By Mel Gilcrest ‘19
30 minutes before Díaz walked on stage, Garrison Theater was already full to bursting. The event, “Junot Diaz in Conversation,” had been sold out for months: on the night of September 19th, “Scripps Presents” sponsored the much-anticipated conversation between Jade Chang, author of The Wangs vs. the World, and Junot Díaz, the Pulitzer-Prize-winning author of The Brief Wondrous Life of Oscar Wao and many other works. The wickedly funny, often-profane Díaz quickly hit off a fast-paced and deeply moving conversation with Chang, covering topics as enormous as the power of “radical hope” in the age of Trump and as personal as the politics of love in Dominican families.
Chang’s first question was based in her own experience of Díaz’s first book, Oscar Wao, which she found so cross-culturally specific she ini tially believed she was “the only one in the world who could understand it.” Díaz discussed the hybrid cultures of his home in New Jersey, a place where every disenfranchised group in the world seemed to “bring their grievances.” He claimed that, as he wrote Oscar Wao, he “truly” believed that “only eight people would ever read it”--a mindset he believed gave him the freedom to write without seeking approval, which he beieves is essential to the creative process (or at least his own).
Díaz was quick to point out the difficulties in navigating the world as a person of color, an immigrant, and as a marginalized young student in one of many “neoliberal universities” across the country--a gesture which clearly resonated with many students in the audience. His advice to those struggling with the burdens of expectations, whether from parents, peers, institutions, or our hegemonic white society? “Remember what you are here to do,” Díaz said. “You have a Promethean task ahead of you.
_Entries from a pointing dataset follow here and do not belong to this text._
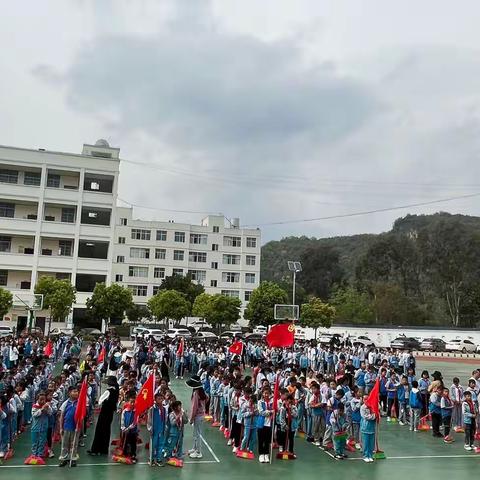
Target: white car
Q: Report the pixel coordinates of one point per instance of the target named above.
(179, 332)
(464, 346)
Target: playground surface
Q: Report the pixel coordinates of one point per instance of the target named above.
(408, 454)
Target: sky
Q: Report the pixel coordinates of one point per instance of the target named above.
(272, 111)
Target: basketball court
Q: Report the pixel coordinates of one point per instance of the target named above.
(409, 454)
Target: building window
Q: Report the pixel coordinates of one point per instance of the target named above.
(139, 252)
(180, 237)
(162, 235)
(198, 238)
(158, 272)
(32, 178)
(249, 278)
(231, 259)
(197, 257)
(230, 277)
(160, 253)
(198, 275)
(7, 210)
(231, 293)
(53, 180)
(5, 243)
(138, 290)
(8, 176)
(141, 272)
(232, 241)
(68, 215)
(178, 255)
(65, 248)
(140, 234)
(251, 242)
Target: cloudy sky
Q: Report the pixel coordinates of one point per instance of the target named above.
(271, 111)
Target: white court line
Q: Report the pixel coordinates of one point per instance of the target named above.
(112, 464)
(209, 449)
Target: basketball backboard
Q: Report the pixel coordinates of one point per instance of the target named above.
(286, 312)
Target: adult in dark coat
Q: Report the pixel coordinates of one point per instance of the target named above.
(108, 400)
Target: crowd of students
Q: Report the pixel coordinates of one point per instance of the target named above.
(258, 398)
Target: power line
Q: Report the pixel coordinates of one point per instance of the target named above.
(365, 212)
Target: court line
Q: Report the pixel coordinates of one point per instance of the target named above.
(209, 449)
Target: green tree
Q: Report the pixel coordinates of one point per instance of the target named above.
(6, 301)
(352, 306)
(183, 284)
(316, 314)
(260, 309)
(58, 296)
(169, 304)
(109, 303)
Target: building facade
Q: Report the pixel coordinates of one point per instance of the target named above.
(59, 217)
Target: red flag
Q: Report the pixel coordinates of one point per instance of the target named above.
(236, 348)
(48, 350)
(281, 335)
(276, 393)
(144, 398)
(373, 399)
(101, 355)
(81, 410)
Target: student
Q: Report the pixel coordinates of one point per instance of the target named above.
(67, 429)
(156, 425)
(367, 429)
(469, 411)
(129, 428)
(40, 416)
(338, 421)
(446, 405)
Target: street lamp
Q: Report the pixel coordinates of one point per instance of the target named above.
(294, 267)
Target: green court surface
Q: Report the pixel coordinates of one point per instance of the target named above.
(409, 454)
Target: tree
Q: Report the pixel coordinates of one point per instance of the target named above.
(260, 309)
(109, 303)
(58, 296)
(136, 312)
(316, 314)
(352, 306)
(169, 304)
(183, 284)
(6, 301)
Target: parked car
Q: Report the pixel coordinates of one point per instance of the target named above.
(6, 330)
(433, 345)
(405, 343)
(458, 345)
(179, 332)
(363, 341)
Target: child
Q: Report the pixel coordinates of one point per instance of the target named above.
(446, 405)
(67, 429)
(469, 411)
(338, 421)
(129, 428)
(156, 425)
(40, 416)
(176, 421)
You are here to steal fire.” To subvert the “demoralizing and dehumanizing” demands of a society which expects young people to fear and obey the old; people of color to worship and adore whiteness; and artists to “give up what is hard and what will bring delight” in order to seek someone else’s approval, Díaz compelled his audience to restore themselves and recall their agency. “Stop trying not to offend people who find your very existence offensive!” he proclaimed.
“Nothing will devour a person of color’s soul more than the imperative to love whiteness more than you love yourself.”
In a final, moving response to an audience member’s question about parental and financial expectations, Díaz talked for a while about love.
The question followed Díaz’s earlier request that “we first hear from women of African and Indigenous descent” (reminding the audience that those at the “intersections of communities” are often the most silenced); Díaz answered with a candid discussion of his own family’s trauma, poverty, and expectations, concluding drily that, “as our parents were disappointments to us, we must, in turn, be disappointments to them.” He continued, soberly: “At the heart of this is compassion and forgiveness.”
Díaz and Chang left the stage to a thunderous ovation. “I just teared up,” Chang laughed, and she wasn’t alone. Leaving the auditorium, I exchanged laughing and awestruck glances with the people around me, as though we had just witnessed something that, these days, feels almost miraculous: genius, humor, genuine compassion, and a truly radical politics of hope.